As an example, say you’ve used chmod to set the mode of a file to 4750 (setuid bit and permissions of rwxr-x---). Some time later, you want to allow others to have read access to the file. If you’re comfortable with numeric modes, you might be tempted to write:
chmod 752 <file/directory name>
However, this will clear the setuid bit! This is because, chmod assumes a leading 0 when you type a numeric mode that has less than 4 digits. This clears away the setuid bit. The correct command would be:
chmod 4752 <file/directory name>
This applies for the sticky bit and the setgid bits as well.
Also, if you want to set more than one access rights flag with one chmod command, simply add up the flags and run the command. Suppose, you want to create a directory with the setgid and sticky bits set, with permissions of 755. As we mentioned previously, setgid has a mode of 2xxx and sticky bit has a mode of 1xxx. By adding these two, we get 3xxx. Finally, since we want to use 755 as the permission, we get the numeric mode 3755. Thus, you should run the following command:
chmod 3755 <directory name>
Controlling default permissions: umask
Create a new file and a new directory using the touch and mkdir as shown below:
touch file.txt mkdir dir
On most distributions, you will see that file.txt gets a permission of 664 (rw-rw-r--), and dir gets a permission of 775 (rwxrwxr-x ):
But how do these files get their default permissions? An octal number, called “file mode creation mask” controls these default permissions. (Henceforth, we will simply refer to this as “mask”.)

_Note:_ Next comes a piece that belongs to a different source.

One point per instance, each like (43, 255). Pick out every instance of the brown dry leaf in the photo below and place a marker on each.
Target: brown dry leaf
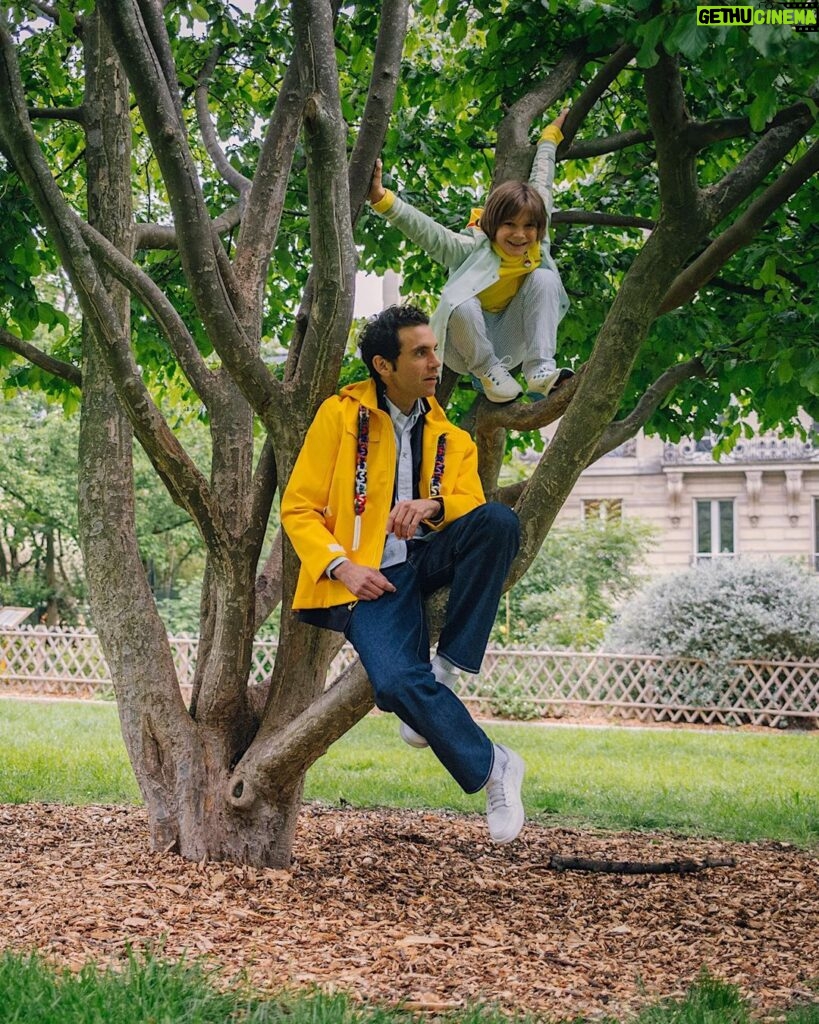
(420, 909)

Shells like bash and sh have a built-in command called umask, which allows you to control this mask. Importantly, this only controls the behavior of programs launched from the shell. Any program which isn’t launched from the shell, such as a desktop environment or a web application daemon wouldn’t follow these settings.

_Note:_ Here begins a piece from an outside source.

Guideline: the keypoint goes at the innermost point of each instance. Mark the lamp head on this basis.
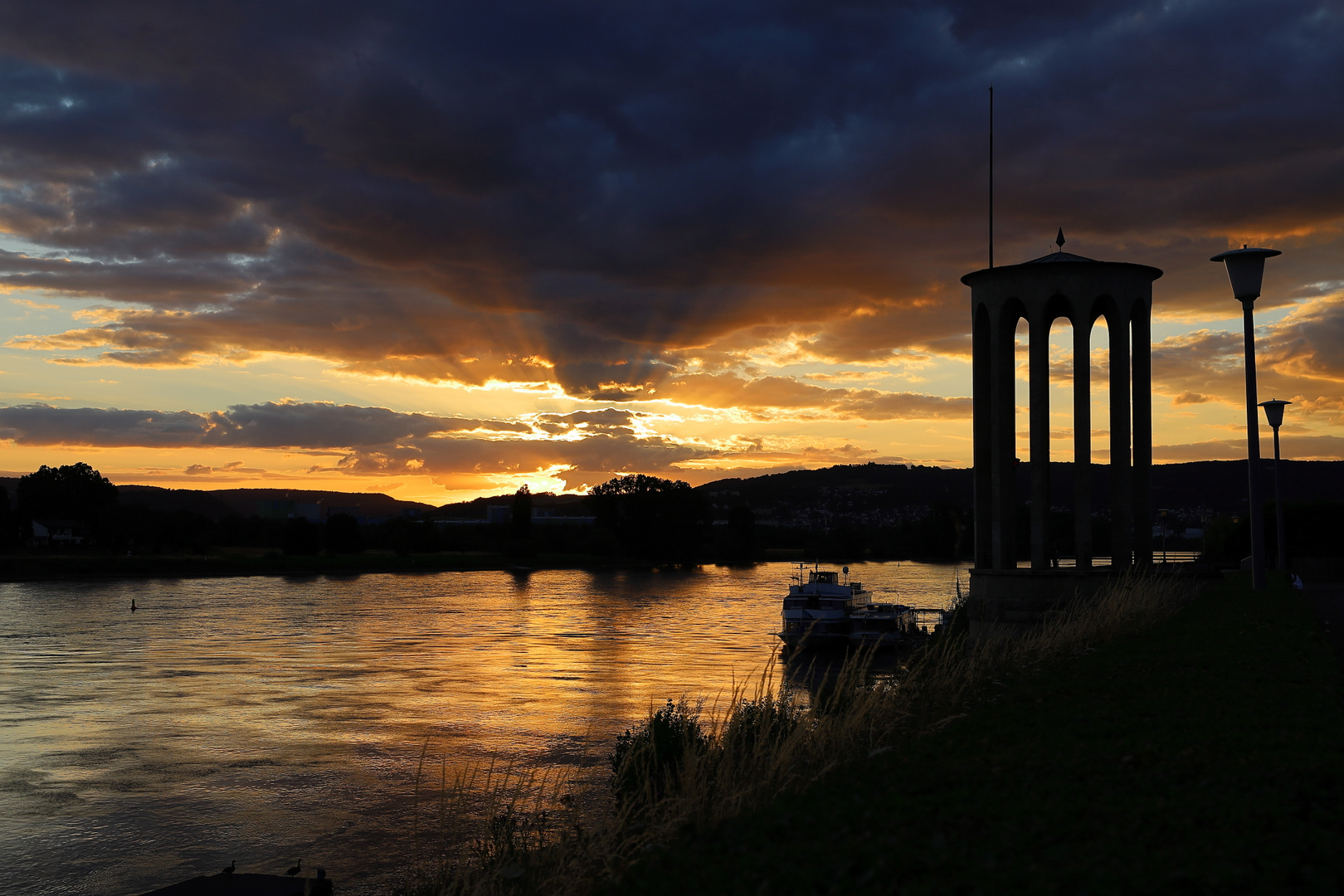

Here, we will restrict ourselves to the umask command in shell. For other programs, refer to their help manual to find out how you can change their mask.
Files have a base permission of 666 (or rw-rw-rw-) and directories have a base permission of 777 (or rwxrwxrwx). Next, to get the actual permissions, we take the base permission and subtract it from the mask. By default, shells use a mask of 002. If you perform the calculation, you’ll end up with the default permissions we saw earlier:
To change the mask, simply run umask with the desired mask value:
umask <mask value>
As an example, suppose we don’t want “group” and “other” users to have any permissions. You can do so with the 077 umask:
umask 077
To verify that it works, try creating a file and view its permissions. Notice how the “other” and “group” users have no permissions:
You can also control the access rights flags with umask. For example, if you want add the setuid bit to new files, and use the mask 077, run the following command:
umask 1077
You can set other access rights flags in the same way.
If you want to always use this umask command whenever you use the bash shell, open the ~/.bashrc (on Ubuntu/Debian) or ~/.bash_profile (on other distributions) with your favorite text editor, and add the umask command at the end of the file.
Conclusion
Linux is a multi-user operating system. Thus, we need the concepts of file ownership and permissions to ensure the security of files, as well as the OS.
When working with permissions of system files, you should be very careful as wrong permissions can prevent programs from working correctly.